Twisted Magnetic Van der Waals Bilayers: An Ideal Platform for Altermagnetism

TL;DR

This paper presents a universal method to induce and control altermagnetism in 2D van der Waals materials through twisting, enabling tailored magnetic properties and enhanced spin current manipulation.

Contribution

The authors introduce a general twisting technique to generate and tune altermagnetism in any 2D MvdW material, expanding the possibilities for spintronic applications.

Findings

Twisted bilayers can achieve in-plane 2-fold rotational symmetry inducing altermagnetism.

The approach allows tailoring of altermagnetic types such as d-wave, g-wave, and i-wave.

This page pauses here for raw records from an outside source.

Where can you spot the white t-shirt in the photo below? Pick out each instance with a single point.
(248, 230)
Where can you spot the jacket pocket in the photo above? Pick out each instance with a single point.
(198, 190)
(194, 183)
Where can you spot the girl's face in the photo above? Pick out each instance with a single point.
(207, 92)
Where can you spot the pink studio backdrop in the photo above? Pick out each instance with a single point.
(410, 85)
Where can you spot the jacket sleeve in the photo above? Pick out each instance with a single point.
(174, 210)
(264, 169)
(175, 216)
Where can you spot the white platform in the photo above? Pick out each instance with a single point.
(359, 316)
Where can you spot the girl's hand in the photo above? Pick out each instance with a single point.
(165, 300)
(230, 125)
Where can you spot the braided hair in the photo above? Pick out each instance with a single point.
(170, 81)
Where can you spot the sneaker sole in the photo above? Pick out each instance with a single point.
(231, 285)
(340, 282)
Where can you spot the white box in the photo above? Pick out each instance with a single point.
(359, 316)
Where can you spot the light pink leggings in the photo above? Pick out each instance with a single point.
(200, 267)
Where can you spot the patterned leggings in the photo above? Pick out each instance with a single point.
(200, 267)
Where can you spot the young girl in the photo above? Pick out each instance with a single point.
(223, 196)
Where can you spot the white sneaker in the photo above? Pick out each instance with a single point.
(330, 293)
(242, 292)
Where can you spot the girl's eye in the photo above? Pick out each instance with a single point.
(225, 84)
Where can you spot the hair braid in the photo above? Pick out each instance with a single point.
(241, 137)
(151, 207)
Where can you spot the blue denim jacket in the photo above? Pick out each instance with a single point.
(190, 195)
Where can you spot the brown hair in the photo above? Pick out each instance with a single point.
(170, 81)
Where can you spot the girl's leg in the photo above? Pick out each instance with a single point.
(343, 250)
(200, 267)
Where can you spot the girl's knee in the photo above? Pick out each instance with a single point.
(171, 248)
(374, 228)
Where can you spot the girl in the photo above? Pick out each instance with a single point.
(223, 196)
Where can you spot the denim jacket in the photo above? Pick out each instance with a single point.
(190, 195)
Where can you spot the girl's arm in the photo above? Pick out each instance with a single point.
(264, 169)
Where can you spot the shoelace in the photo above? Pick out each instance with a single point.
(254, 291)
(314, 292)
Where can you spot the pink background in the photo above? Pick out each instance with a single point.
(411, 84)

Tuning twist angle and Fermi level in VOBr yields a giant spin Hall angle.

Abstract

We introduce a universal methodology for generating and manipulating altermagnetism in two-dimensional (2D) magnetic van der Waals (MvdW) materials through twisting. We find that a key in-plane 2-fold rotational operation can be achieved in a twisted bilayer of any 2D MvdW material, which takes one of all five 2D Bravais lattices, thereby inducing altermagnetism. By choosing the constituent MvdW monolayer with specific symmetry, our approach can tailor altermagnetism of any type, such as $d$-wave, $g$-wave, and $i$-wave. Furthermore, the properties of our twisted altermagnetic materials can be easily engineered. Taking a transition-metal oxyhalide VOBr as an example, we find that by tuning the twist angle and Fermi level a giant spin Hall angle can be obtained, much larger than the experimentally reported. This approach establishes a general, robust, and adjustable platform to explore altermagnetism, and provides a new efficient way to generate and manipulate the spin current.